Scalable Bayesian reduced-order models for simulating
high-dimensional multiscale dynamical systems.
Phaedon-Stelios Koutsourelakis (CEE, Cornell)
While existing mathematical descriptions can accurately
account for phenomena at microscopic scales, these are
often high-dimensional, stochastic and their applicability
over macroscopic time scales of physical interest is
computationally infeasible or impractical. In complex systems,
with limited physical insight on the coherent behavior of
their constituents, the only available information is data
obtained from simulations of the trajectories of huge numbers
of degrees of freedom over microscopic time scales.
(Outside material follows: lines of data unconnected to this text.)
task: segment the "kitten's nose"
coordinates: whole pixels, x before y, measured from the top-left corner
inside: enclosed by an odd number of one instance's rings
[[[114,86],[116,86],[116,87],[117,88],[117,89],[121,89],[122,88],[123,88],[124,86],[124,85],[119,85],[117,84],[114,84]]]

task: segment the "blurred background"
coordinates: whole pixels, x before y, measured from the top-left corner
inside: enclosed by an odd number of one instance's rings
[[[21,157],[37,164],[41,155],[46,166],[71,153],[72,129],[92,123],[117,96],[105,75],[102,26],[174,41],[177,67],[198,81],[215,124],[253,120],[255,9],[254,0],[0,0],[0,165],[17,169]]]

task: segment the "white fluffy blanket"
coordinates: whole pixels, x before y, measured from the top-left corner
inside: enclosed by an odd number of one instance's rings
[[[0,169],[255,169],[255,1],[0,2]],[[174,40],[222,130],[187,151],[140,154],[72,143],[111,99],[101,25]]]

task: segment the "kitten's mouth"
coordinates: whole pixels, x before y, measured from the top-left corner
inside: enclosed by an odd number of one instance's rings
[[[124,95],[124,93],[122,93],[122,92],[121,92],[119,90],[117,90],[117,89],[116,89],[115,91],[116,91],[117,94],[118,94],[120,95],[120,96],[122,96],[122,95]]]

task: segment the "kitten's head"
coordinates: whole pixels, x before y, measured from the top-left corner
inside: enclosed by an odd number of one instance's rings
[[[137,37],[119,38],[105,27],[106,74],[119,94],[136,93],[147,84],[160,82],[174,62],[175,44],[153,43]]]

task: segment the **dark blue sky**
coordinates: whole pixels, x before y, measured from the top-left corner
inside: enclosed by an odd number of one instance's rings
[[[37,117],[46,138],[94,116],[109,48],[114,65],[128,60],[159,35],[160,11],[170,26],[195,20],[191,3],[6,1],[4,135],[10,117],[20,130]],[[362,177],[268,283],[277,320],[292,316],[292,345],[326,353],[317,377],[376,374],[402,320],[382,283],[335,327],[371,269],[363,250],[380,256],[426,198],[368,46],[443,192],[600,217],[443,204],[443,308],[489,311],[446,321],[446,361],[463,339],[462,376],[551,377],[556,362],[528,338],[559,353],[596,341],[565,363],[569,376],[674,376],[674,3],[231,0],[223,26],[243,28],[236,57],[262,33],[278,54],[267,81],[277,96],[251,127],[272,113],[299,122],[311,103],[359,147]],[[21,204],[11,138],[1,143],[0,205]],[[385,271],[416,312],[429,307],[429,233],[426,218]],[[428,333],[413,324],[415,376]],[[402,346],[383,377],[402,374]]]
This paper discusses a Bayesian approach to deriving
probabilistic coarse-grained models that simultaneously
address the problems of identifying appropriate reduced
coordinates and the effective dynamics in this
lower-dimensional representation. At the core of the models
proposed lie simple, low-dimensional dynamical systems which
serve as the building blocks of the global model. These
approximate the latent, generating sources and parameterize
the reduced-order dynamics. We discuss parallelizable, online
inference and learning algorithms that employ Sequential
Monte Carlo samplers and scale linearly with the dimensionality
of the observed dynamics. We propose a Bayesian adaptive
time-integration scheme that utilizes probabilistic predictive
estimates and enables rigorous concurrent s imulation over
macroscopic time scales. The data-driven perspective advocated
assimilates computational and experimental data and thus can
materialize data-model fusion. It can deal with applications
that lack a mathematical description and where only observational
data is available. Furthermore, it makes non-intrusive use
of existing computational models.
This is joint work with E. Bilionis.